Юношеский роман - Катаев Валентин Петрович. Страница 38
Однако впоследствии я понял, что его исчезновения из батареи, хождение в пехоту и в соседние артиллерийские дивизионы имели двойную цель: во-первых, игру в карты, а во-вторых, еще что-то гораздо более значительное. Я думаю, игра в карты являлась только прикрытием тайной, подпольной политической деятельности. В чем заключалась эта деятельность, я тогда совсем не понимал, но чувствовал в ней что-то скрытно революционное.
Однажды я случайно услышал, как, дежуря по батарее и расхаживая по линейке вдоль орудий, красавец Чигринский мурлыкал про себя: «Вышли мы все из народа, дети семьи трудовой, братский союз и свобода – вот наш девиз боевой». Мотив и слова были мне до сих пор неизвестны. Песня была не общеизвестная солдатская, не народная, а какая-то совсем другая…
…Лавочка представляла обыкновенную белорусскую халупу, разделенную на две части. В одной помещалась собственно лавочка, а в другой жила заведующая лавочкой сестрица. Лавочка обыкновенно открывалась в одиннадцать часов утра, так как земсоюзовская сестрица любила поспать в полное свое удовольствие. Но уже с девяти часов у двери Лавочки, на которой висел амбарный замок, собирается длинная очередь, именуемая по-армейски затылок. Кого только нет в этом затылке: саперы, артиллеристы, пехотинцы, санитары, фельдшеры, даже однажды появился мортир Черноморского флота, прикомандированный к пехоте вместе со своей двухдюймовой морской скорострельной пушечной системой Гочкиса с деревянным прикладом, из которой он палил по немцам с самого близкого расстояния. Пушечка эта была снята с какого-то военного корабля.

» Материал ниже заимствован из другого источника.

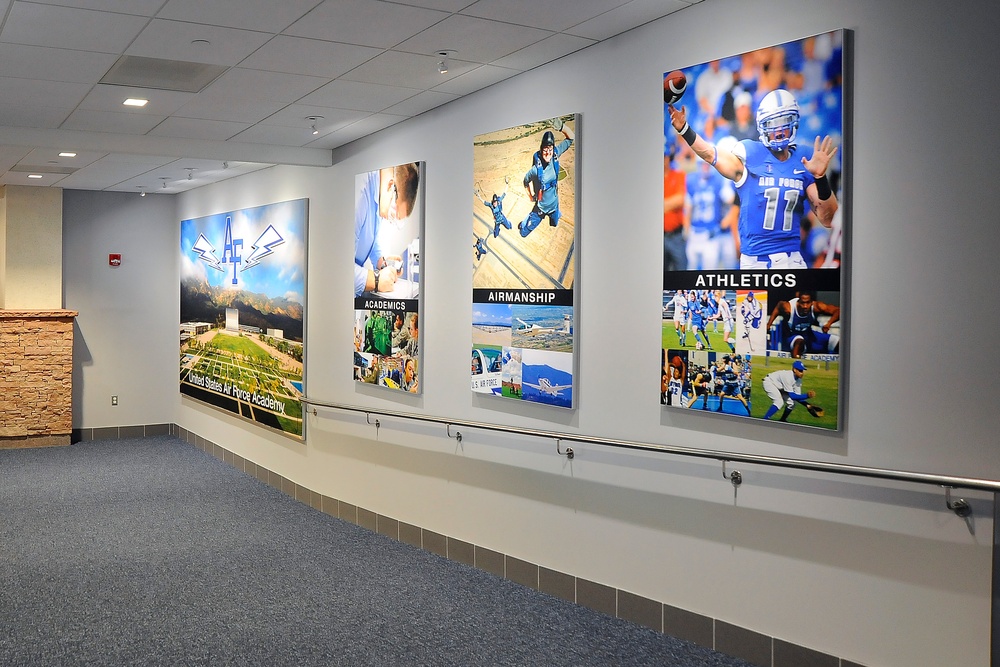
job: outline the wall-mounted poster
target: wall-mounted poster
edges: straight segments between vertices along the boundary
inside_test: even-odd
[[[181,393],[298,438],[308,204],[181,221]]]
[[[475,137],[474,392],[573,407],[577,119]]]
[[[354,379],[412,394],[421,372],[421,165],[354,179]]]
[[[663,76],[660,403],[840,428],[844,31]]]

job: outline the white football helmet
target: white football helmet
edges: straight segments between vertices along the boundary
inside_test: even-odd
[[[781,88],[765,95],[757,107],[757,131],[760,132],[761,143],[771,150],[785,150],[795,143],[798,129],[799,103],[795,101],[795,96]]]

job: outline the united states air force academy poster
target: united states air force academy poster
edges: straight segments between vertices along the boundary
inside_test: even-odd
[[[577,120],[474,139],[474,392],[573,407]]]
[[[663,75],[664,406],[840,428],[844,39]]]
[[[421,162],[355,177],[354,379],[420,392]]]
[[[298,438],[308,204],[181,221],[181,393]]]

…Затылок шумит, волнуется, в морозном воздухе пахнет махоркой. Здесь особенно заметна работа солдатского телеграфа.
Из уст в уста передаются самые последние новости и слухи – не только фронтовые, но также и тыловые, политические, подчас зловещие: насчет воровства в интендантстве, насчет полковника Мясоедова, повешенного за шпионаж и измену, насчет сибирского мужика Распутина, хозяйничающего в доме Романовых, как у себя в избе, насчет голодающего народа, насчет лучших земель, захваченных кулаками и помещиками, насчет неизбежного военного поражения и скорого заключения мира, о котором вся армия только и мечтает.
Хватит! Повоевали! Будя! Попили нашей солдатской кровушки!
Обо всем этом говорилось больше намеками, с присказками, ужимками, многозначительными умолчаниями, скорее ворчливо, чем грозно.
Солдаты не стеснялись высказываться в моем присутствии. Меня давно уже считали как бы своим, несмотря на мои погоны вольноопределяющегося.
Ах, как это было непохоже на мое прежнее представление о войне!
Вот бы, думал я тогда, привести сюда авторов военных рассказов, заполняющих газеты и журналы того времени, и поэтов, воспевающих в своих патриотических стихотворениях безымянных героев в серых шинелях, идущих на врага «с железом в руках и с крестом в сердце».
Но вот ровно в одиннадцать появлялась неизвестно где ночевавшая сестрица в черной кожаной куртке на меху, в валенках и папахе, не без лихости заломленной над блудливым румяным личиком с кудряшками на лбу.
– Здравствуйте, солдатики!
– Здрав… жлай… сестрица!
– Ну-ну, не толпитесь, не напирайте. Всем хватит. Щелкает амбарный замок.
– Кто с передовых позиций, вперед!
Несколько пехотинцев протискиваются вперед. Они вне очереди. Это их священное право.
Вскоре по всем фронтовым дорогам и тропинкам идут на позиции солдаты с узелками и кульками, а больше всего с пачками махорки «Тройка» и книжечками папиросной бумаги, оттопыривающими карманы их потрепанных, а местами слегка обгорелых боевых шинелек.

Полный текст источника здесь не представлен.